Big Data Load Performance
When reviewing the big data environment, consider alternatives for data storage. Some of these are:
- Database-only storage. Store operational data in a datamart or in the enterprise data warehouse. This environment is already a familiar one for most business analysts, and it should already be fairly well integrated into your big data application.
- Appliance-only storage. Store operational data only in the big data appliance. This saves database storage capacity, and provides high-speed data access. The only disadvantage is that the data can only be JOINed with other data in the appliance (that is, it cannot be JOINed to data in the data warehouse).
- High-speed appliance load. The latest version of the IBM DB2 Analytics Accelerator (IDAA) appliance has the ability to load data directly from an external system. This avoids the necessity of creating a mainframe file of loadable data and then executing a separate utility for the data load. Instead, data can be sourced from an external system and loaded directly into the appliance.
Another performance consideration in an operational environment is the set of business data users. These consist of regular reporting processes, operational data processing, user and customer transactions, business analytics, and system status and diagnostic tools. Make an effort in your analysis to identify categories of transactions that can be offloaded to non-production environments. These include:
- Staff running diagnostic queries or tests. Ensure that there is a test or development environment with production-like data where these users can operate. These might include business analytics users who are attempting to form structured query language (SQL) queries for current or future analyses, as well as technical users attempting to diagnose problems.
- Sophisticated or data-heavy reports. Determine if any long-running reports can be deferred to a time period that will minimize resource consumption. As a part of this effort, consider that many software license charges are based on average CPU usage over multi-hour periods. Coordinate with your hardware staff to ensure that rescheduling CPU-intensive reports does not adversely affect costs.

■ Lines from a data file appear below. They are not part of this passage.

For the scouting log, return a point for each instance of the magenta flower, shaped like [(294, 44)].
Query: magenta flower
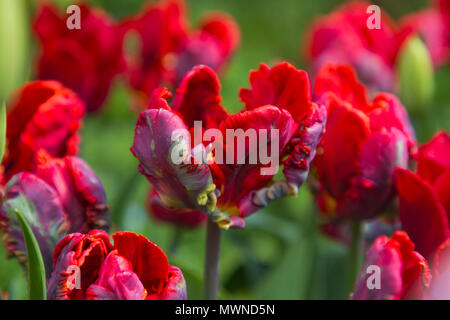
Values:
[(228, 192)]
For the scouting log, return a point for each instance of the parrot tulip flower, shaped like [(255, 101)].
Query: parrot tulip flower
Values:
[(135, 268), (363, 143), (424, 196), (403, 273), (343, 37), (167, 48), (227, 191), (85, 59), (80, 190), (63, 195), (42, 115)]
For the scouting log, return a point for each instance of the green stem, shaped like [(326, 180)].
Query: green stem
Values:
[(211, 277), (356, 252), (124, 195)]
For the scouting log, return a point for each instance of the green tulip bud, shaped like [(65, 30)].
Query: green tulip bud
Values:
[(415, 74)]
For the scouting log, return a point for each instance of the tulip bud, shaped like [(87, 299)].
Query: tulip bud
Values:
[(415, 74), (12, 44)]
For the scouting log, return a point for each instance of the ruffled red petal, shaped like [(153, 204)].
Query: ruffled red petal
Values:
[(148, 260), (422, 215)]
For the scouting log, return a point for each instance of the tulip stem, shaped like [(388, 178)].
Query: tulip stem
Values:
[(212, 261), (356, 251)]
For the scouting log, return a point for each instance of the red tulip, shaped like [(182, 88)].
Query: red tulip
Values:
[(433, 26), (135, 268), (344, 37), (403, 273), (424, 204), (168, 48), (42, 115), (66, 196), (86, 59), (80, 190), (363, 143), (41, 207)]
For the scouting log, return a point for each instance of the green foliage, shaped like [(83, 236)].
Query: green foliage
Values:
[(37, 289), (13, 45)]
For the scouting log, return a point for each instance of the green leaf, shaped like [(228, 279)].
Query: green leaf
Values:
[(36, 269), (416, 76), (2, 130)]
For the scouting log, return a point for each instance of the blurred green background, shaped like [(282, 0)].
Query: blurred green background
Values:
[(280, 254)]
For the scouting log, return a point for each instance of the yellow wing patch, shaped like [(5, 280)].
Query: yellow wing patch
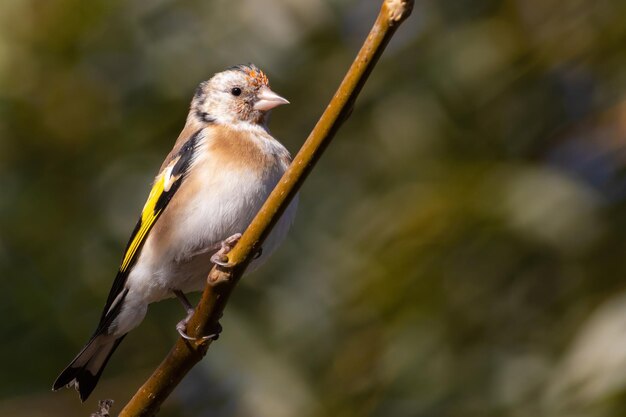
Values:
[(149, 214)]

- Datamart loading. Many large enterprises designate one or more hardware environments as stand-alone datamarts. These marts are loaded regularly with production data extracts. Review the usage of these datamarts, and determine if they can be loaded at different times. Use this information to schedule the loads so that CPU and network resources are not overworked.

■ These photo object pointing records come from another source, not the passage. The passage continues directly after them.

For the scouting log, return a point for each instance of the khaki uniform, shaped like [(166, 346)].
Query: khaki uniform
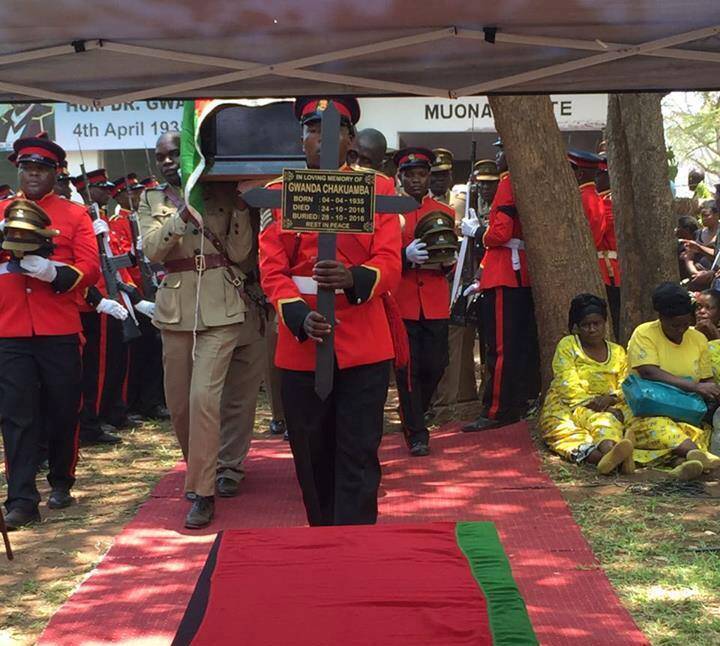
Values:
[(272, 372), (242, 384), (458, 381), (213, 309)]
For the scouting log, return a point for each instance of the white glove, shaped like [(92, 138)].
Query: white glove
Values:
[(100, 227), (39, 267), (146, 307), (112, 308), (416, 253), (469, 227)]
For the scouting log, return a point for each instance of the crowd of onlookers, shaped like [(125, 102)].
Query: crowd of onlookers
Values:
[(654, 403)]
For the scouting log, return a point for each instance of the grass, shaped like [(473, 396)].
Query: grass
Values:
[(642, 541), (645, 546), (53, 558)]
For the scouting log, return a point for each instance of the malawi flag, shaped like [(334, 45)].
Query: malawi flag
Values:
[(192, 159), (432, 584)]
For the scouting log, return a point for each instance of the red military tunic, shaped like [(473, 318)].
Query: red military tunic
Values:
[(594, 211), (503, 240), (122, 240), (362, 335), (30, 307), (422, 292), (607, 251)]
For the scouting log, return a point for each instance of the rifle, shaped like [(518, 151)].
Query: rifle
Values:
[(465, 267), (147, 275), (110, 264)]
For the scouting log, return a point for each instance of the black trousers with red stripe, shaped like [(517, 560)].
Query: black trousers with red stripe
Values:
[(335, 442), (429, 356), (104, 366), (39, 393), (511, 352)]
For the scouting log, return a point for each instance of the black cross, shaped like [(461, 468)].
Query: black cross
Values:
[(264, 198)]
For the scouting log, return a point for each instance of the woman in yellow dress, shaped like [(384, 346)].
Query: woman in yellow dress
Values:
[(668, 350), (707, 321), (582, 417)]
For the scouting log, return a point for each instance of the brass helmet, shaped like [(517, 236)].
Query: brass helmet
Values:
[(437, 230), (27, 229)]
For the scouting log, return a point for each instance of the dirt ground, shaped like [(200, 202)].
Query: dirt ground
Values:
[(644, 536)]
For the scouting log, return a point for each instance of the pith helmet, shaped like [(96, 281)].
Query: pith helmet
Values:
[(27, 228)]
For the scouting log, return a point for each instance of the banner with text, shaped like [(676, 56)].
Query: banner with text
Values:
[(137, 124)]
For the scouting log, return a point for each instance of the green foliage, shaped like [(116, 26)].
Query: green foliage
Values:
[(692, 128)]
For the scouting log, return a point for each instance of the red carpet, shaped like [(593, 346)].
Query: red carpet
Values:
[(140, 590), (422, 584)]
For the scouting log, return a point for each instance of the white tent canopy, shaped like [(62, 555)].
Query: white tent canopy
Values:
[(103, 52)]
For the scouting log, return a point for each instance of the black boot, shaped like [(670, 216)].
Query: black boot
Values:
[(481, 424), (277, 427), (19, 517), (227, 487), (201, 513), (60, 498)]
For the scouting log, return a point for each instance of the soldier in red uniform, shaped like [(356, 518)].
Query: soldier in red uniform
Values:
[(144, 384), (334, 442), (607, 251), (424, 300), (508, 314), (62, 183), (104, 353), (40, 339)]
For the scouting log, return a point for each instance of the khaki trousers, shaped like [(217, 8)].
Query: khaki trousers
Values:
[(272, 373), (193, 390), (458, 381), (237, 408)]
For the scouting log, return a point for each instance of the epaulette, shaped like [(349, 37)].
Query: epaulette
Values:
[(371, 170), (277, 180)]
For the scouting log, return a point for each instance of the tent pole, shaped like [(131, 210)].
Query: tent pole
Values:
[(589, 61), (45, 52), (262, 70), (588, 45)]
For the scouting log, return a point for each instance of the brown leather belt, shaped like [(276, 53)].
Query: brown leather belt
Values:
[(196, 263)]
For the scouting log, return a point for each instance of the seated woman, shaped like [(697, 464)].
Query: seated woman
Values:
[(670, 351), (582, 419), (707, 321)]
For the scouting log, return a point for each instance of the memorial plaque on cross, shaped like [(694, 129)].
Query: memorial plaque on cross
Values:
[(342, 215)]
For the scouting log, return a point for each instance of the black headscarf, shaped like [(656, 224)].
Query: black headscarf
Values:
[(670, 299), (584, 304)]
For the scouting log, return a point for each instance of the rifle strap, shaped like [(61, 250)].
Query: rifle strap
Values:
[(236, 279)]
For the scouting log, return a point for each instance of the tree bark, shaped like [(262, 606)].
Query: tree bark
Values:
[(559, 246), (642, 203)]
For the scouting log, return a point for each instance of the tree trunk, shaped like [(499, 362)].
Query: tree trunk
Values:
[(642, 203), (560, 251)]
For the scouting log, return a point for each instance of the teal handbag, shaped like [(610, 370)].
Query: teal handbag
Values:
[(655, 399)]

- Enterprise data warehouse (DW) integration. Most big data applications are integrated with one or more data warehouses. This is due to the DW containing many of the dimension and fact tables used by business analytics to explore big data. Since DW ETL processes commonly take up a large part of the nightly batch cycle, consider these jobs in your analysis as potential targets for performance tuning. Some typical ideas are adding indexes to speed data access, implementing high-performance load processing, and data and process parallelism.
The performance of mission-critical operational systems can make or break your company. Since the growth of big data applications usually far outstrips that of standard operational database growth, plan on reviewing your big data loading processes regularly. This review should include the effects your big data extract and load jobs have on resource usage system-wide. As the numbers and elapsed times of these jobs grow, the potential exists that resource consumption may affect operational systems performance. With this in mind, track resource usage (CPU, memory, disk storage, network data movement) over time and plan any capacity increases or performance tuning as needed.